Calls for HSE Funding Boost After Years of Cuts

Calls for HSE Funding Boost After Years of Cuts

Construction News
Construction NewsApr 28, 2026

Why It Matters

Restoring HSE funding could revive enforcement capacity, lowering injuries and fatalities in high‑risk sectors, while expanding its remit addresses the growing occupational mental‑health crisis.

Key Takeaways

  • HSE funding cut by 50% since 2010, inspectors down 33%
  • Enforcement notices in construction fell 50% over four years
  • Only 573 immediate prohibitions issued in 2025, lowest in five years
  • Construction accounted for 35 of 124 UK workplace deaths last year

Pulse Analysis

The Health and Safety Executive has faced a steady erosion of resources since 2010, with its budget slashed by roughly half and its workforce trimmed by a third. This fiscal tightening has forced the regulator to prioritize reactive investigations over proactive inspections, eroding its ability to identify hazards before they cause harm. The decline in inspector headcount—from 1,045 in 2021 to 975 today—means fewer site visits, delayed enforcement actions, and a growing compliance gap across industries.
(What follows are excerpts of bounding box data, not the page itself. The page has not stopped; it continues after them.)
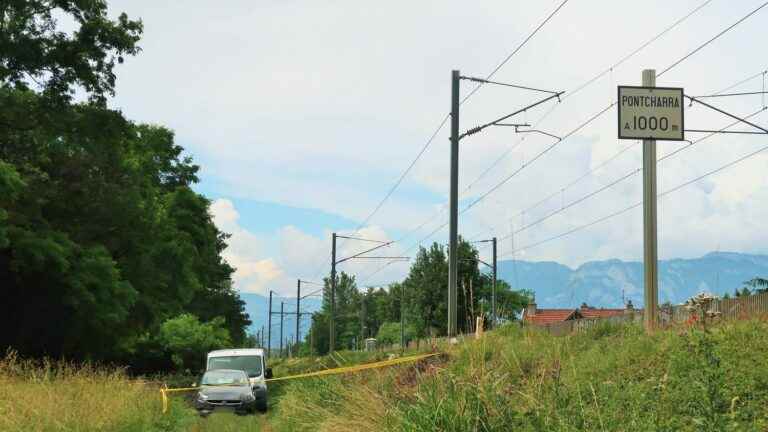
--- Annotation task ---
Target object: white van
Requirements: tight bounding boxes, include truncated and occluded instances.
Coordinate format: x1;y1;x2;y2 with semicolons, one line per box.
205;348;272;412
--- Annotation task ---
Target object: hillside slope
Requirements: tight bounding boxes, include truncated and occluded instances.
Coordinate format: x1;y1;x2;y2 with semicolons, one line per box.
271;320;768;432
499;252;768;308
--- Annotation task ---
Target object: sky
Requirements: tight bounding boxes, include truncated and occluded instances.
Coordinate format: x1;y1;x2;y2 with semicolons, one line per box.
103;0;768;295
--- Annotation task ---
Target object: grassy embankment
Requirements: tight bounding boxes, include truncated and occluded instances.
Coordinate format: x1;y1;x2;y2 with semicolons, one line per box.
271;320;768;431
6;320;768;432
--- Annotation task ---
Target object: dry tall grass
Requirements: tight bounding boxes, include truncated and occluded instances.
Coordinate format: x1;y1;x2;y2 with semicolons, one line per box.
0;352;185;432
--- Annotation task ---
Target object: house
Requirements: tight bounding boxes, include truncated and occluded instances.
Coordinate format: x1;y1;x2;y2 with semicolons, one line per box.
523;300;635;325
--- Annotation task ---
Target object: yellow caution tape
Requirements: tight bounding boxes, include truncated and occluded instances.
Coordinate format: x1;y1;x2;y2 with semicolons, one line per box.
160;353;440;414
267;353;440;382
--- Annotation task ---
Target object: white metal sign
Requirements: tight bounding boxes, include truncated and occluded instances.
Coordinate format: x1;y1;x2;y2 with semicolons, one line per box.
619;86;685;141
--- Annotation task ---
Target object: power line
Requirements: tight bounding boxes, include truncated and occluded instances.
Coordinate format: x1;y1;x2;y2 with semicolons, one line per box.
501;108;765;240
304;0;569;279
504;119;768;256
459;102;616;214
459;0;569;105
464;71;765;240
461;0;712;195
656;2;768;78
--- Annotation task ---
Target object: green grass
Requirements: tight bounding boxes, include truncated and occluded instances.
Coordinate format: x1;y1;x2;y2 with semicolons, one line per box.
256;320;768;431
0;353;190;432
9;320;768;432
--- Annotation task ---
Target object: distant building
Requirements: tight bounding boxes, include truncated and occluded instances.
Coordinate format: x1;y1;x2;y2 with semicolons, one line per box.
523;300;635;325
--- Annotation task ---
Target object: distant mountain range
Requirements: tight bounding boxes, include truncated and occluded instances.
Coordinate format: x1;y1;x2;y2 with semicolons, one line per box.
240;293;322;348
499;252;768;308
240;252;768;347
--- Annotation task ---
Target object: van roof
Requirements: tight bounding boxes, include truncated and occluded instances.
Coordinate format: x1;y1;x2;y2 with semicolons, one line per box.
208;348;264;358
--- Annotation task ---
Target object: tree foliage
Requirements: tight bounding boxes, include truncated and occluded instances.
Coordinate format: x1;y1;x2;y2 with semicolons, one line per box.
0;0;143;104
0;0;250;369
158;314;232;370
305;240;530;354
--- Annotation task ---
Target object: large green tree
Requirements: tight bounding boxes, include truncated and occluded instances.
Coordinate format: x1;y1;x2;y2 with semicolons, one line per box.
0;0;250;369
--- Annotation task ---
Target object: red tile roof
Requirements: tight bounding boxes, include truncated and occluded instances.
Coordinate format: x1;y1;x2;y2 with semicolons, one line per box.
579;309;624;318
523;308;625;324
524;309;576;324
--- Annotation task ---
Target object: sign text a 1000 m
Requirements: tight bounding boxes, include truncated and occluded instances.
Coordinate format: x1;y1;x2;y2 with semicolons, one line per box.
619;86;685;141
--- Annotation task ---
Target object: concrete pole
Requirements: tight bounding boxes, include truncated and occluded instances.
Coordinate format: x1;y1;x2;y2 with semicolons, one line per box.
280;302;285;357
643;69;659;330
267;290;272;357
328;233;336;353
448;70;460;338
296;279;301;347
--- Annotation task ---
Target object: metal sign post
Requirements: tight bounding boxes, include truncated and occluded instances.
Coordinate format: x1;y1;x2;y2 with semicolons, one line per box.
618;69;685;330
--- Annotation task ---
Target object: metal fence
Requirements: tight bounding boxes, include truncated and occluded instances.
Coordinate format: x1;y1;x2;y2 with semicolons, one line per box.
536;292;768;336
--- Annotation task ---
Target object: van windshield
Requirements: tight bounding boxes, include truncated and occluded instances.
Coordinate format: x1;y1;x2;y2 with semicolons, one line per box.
200;370;248;386
208;356;261;377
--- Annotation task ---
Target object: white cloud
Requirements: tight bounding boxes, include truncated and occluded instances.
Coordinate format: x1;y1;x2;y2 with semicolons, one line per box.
106;0;768;274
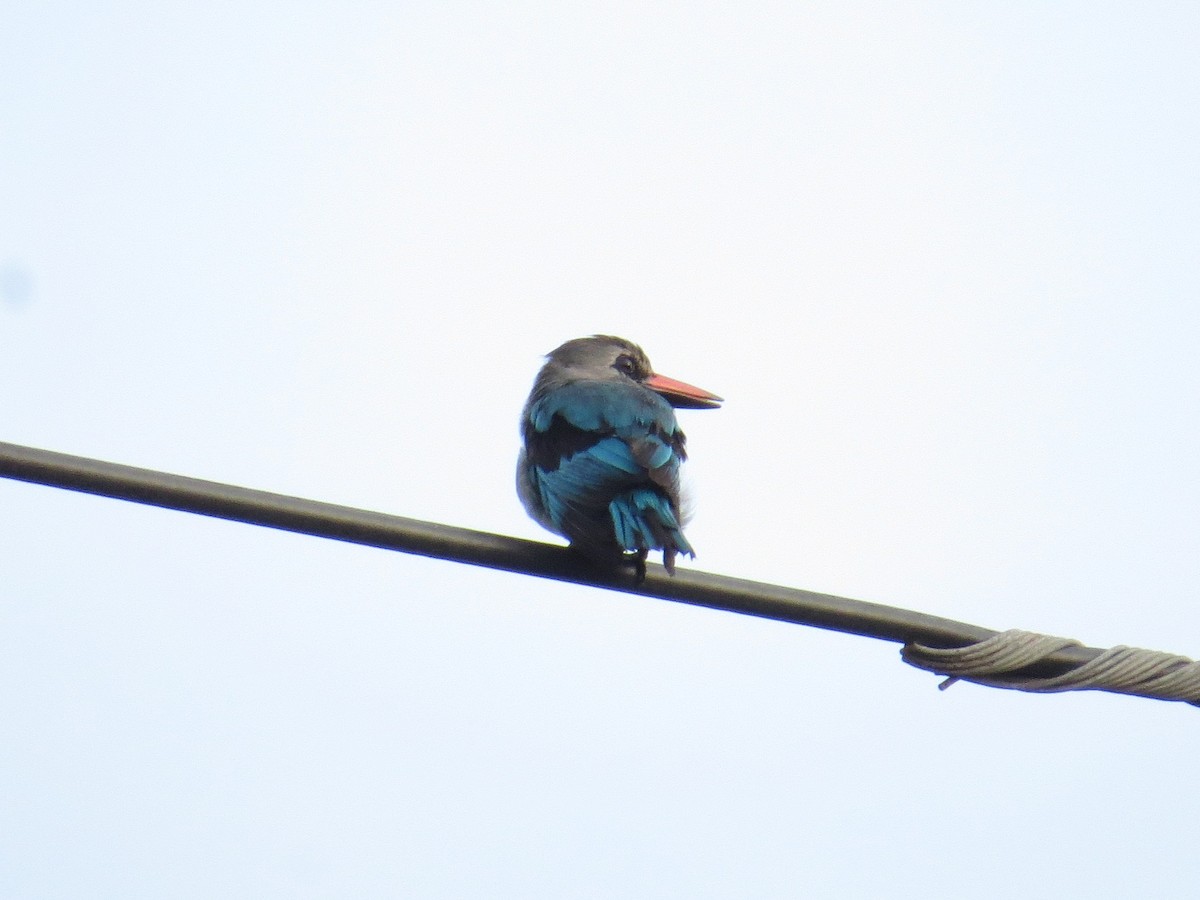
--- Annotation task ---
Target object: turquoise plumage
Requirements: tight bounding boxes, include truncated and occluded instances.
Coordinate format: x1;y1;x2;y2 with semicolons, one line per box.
517;335;721;577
Construction firms feel the impact most acutely. Data from Construction News shows that the number of immediate prohibition and improvement notices issued to the sector has dropped by 50% compared with four years ago, with only 573 prohibitions recorded in 2025—the lowest in five years. Yet the sector still accounts for a disproportionate share of workplace fatalities, delivering 35 of the 124 deaths recorded across all UK industries last year. Non‑fatal injuries remain high, with 50,000 incidents over the past three years, underscoring the lingering safety challenges despite reduced enforcement visibility.

In response, the All‑Party Parliamentary Group on Occupational Safety and Health is pressing for a budget reset to pre‑2010 levels and a broadened HSE remit that includes work‑related suicides. By treating mental‑health‑related deaths with the same rigor as physical injuries, policymakers aim to close a critical investigative gap. If the government acts, employers can expect tighter oversight, renewed inspection cycles, and clearer guidance on emerging risks such as stress and workplace violence, ultimately fostering a safer, more resilient workforce.